Comment transforme-t-on un innocent en coupable et en paria, un homme libre en détenu puis en exilé ? C'est ce que montre avec une parfaite maîtrise narrative et graphique le récit édifiant que Mana Neyestani a tiré de sa propre expérience du système policier et judiciaire iranien. Un parcours aussi kafkaïen que le suggère son titre, à double sens.

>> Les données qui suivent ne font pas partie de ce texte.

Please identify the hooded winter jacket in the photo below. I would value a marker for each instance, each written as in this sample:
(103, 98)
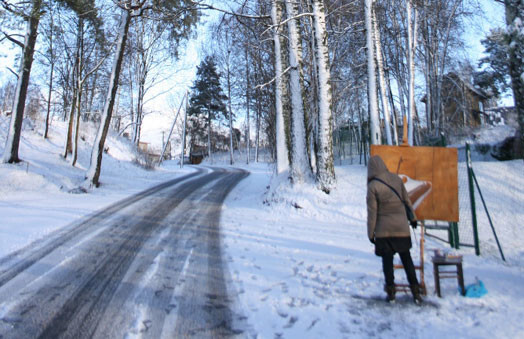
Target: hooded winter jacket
(386, 213)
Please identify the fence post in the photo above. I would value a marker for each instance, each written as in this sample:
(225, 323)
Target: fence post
(472, 199)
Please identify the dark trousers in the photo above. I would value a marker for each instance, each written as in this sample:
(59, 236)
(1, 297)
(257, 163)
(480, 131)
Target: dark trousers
(407, 262)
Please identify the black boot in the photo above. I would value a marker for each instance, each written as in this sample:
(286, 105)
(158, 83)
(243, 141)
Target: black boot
(390, 290)
(415, 290)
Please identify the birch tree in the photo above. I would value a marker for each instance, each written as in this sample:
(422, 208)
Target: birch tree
(26, 62)
(300, 167)
(412, 46)
(281, 148)
(515, 36)
(374, 119)
(383, 88)
(180, 16)
(324, 157)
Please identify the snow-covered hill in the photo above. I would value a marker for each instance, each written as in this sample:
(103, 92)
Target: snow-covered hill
(35, 196)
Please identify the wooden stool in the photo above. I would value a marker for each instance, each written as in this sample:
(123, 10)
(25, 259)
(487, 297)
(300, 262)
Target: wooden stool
(445, 261)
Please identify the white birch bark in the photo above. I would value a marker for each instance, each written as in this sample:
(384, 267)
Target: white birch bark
(380, 66)
(324, 158)
(281, 147)
(374, 120)
(248, 130)
(412, 45)
(515, 35)
(230, 112)
(93, 173)
(300, 168)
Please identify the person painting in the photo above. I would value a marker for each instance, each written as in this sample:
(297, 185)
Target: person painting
(388, 226)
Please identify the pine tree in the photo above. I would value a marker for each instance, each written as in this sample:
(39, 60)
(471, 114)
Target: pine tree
(207, 103)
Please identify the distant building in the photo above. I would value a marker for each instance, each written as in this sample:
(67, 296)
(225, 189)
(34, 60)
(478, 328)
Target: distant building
(502, 116)
(463, 104)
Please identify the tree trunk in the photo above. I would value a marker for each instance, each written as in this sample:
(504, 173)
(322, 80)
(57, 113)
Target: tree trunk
(69, 135)
(412, 45)
(15, 127)
(300, 167)
(325, 162)
(49, 95)
(281, 144)
(231, 149)
(380, 66)
(248, 131)
(76, 128)
(93, 174)
(209, 134)
(515, 35)
(374, 119)
(80, 83)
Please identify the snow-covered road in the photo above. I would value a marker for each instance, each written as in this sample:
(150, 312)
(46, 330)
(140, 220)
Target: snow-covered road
(148, 266)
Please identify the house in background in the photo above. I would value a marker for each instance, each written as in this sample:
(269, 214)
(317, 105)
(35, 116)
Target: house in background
(463, 104)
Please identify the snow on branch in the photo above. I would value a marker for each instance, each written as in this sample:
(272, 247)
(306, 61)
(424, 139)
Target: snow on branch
(261, 86)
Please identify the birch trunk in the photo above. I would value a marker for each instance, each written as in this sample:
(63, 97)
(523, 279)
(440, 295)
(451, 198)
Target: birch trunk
(281, 146)
(231, 150)
(93, 173)
(374, 119)
(300, 167)
(69, 135)
(324, 157)
(412, 44)
(248, 131)
(380, 66)
(515, 33)
(15, 127)
(80, 83)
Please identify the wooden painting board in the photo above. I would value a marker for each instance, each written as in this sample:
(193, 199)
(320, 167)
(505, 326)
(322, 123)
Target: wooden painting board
(437, 165)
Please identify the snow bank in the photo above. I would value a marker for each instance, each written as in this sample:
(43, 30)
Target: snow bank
(34, 194)
(303, 267)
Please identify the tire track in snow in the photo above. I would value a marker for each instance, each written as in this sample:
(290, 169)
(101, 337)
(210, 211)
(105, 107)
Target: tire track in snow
(76, 303)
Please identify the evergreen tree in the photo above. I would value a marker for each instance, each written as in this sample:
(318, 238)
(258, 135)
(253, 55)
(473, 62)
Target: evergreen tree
(495, 77)
(207, 103)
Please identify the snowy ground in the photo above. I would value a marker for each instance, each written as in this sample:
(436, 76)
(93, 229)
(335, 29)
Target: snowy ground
(299, 259)
(307, 272)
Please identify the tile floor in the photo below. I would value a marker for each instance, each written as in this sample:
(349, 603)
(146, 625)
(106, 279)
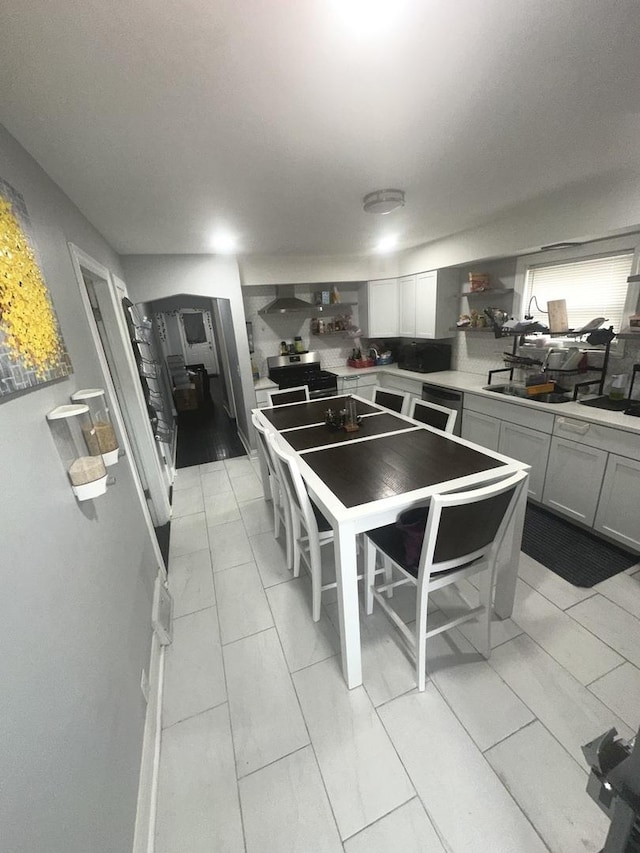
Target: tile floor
(264, 749)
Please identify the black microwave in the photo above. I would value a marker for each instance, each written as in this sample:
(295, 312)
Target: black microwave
(425, 358)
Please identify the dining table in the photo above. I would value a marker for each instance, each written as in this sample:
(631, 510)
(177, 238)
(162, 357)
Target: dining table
(366, 478)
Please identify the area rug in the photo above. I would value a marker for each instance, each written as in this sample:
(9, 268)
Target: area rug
(575, 554)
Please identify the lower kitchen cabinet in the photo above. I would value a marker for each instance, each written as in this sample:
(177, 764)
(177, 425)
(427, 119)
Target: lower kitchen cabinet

Illustrateur de presse replié sur la presse enfantine après la mise au pas des journaux réformateurs, Mana Neyestani a eu le malheur de faire prononcer par un cafard le terme "namana" dans l'un de ses dessins en 2006. Ce terme est couramment utilisé en farsi lorsqu'on ne trouve pas ses mots, mais il a également un sens en azéri. Il n'en faut pas plus au pouvoir iranien pour rendre le dessinateur et son rédacteur en chef responsables de multiples émeutes et soulèvements de cette communauté minoritaire en Iran, qui se serait sentie insultée par le dessin.
Tous deux sont arrêtés et emprisonnés sans la moindre base légale. Au fil des interrogatoires et des transferts d'un lieu de détention à un autre, un engrenage implacable se met en place. La mécanique infernale de l'arbitraire se substitue toujours plus au simple bon sens. Dénuée de toute justification, l'incarcération devient un moyen de pression individuel en même temps qu'une occasion pour les services secrets de soutirer des informations sur les milieux réformateurs.
Mana Neyestani se met en scène sans fard, avec son courage et sa ténacité comme avec ses petites lâchetés. Le dessinateur, aujourd'hui en résidence artistique à Paris, décrit la vie et les pensionnaires de la tristement célèbre prison d'Evin puis, lorsqu'il sera contraint à l'exil, de Dubai à la Turquie et à la Malaisie, les affres des réfugiés. Et il parvient à faire scintiller sur son chemin toutes les parcelles d'humanité qui résistent tant bien que mal à la broyeuse totalitaire.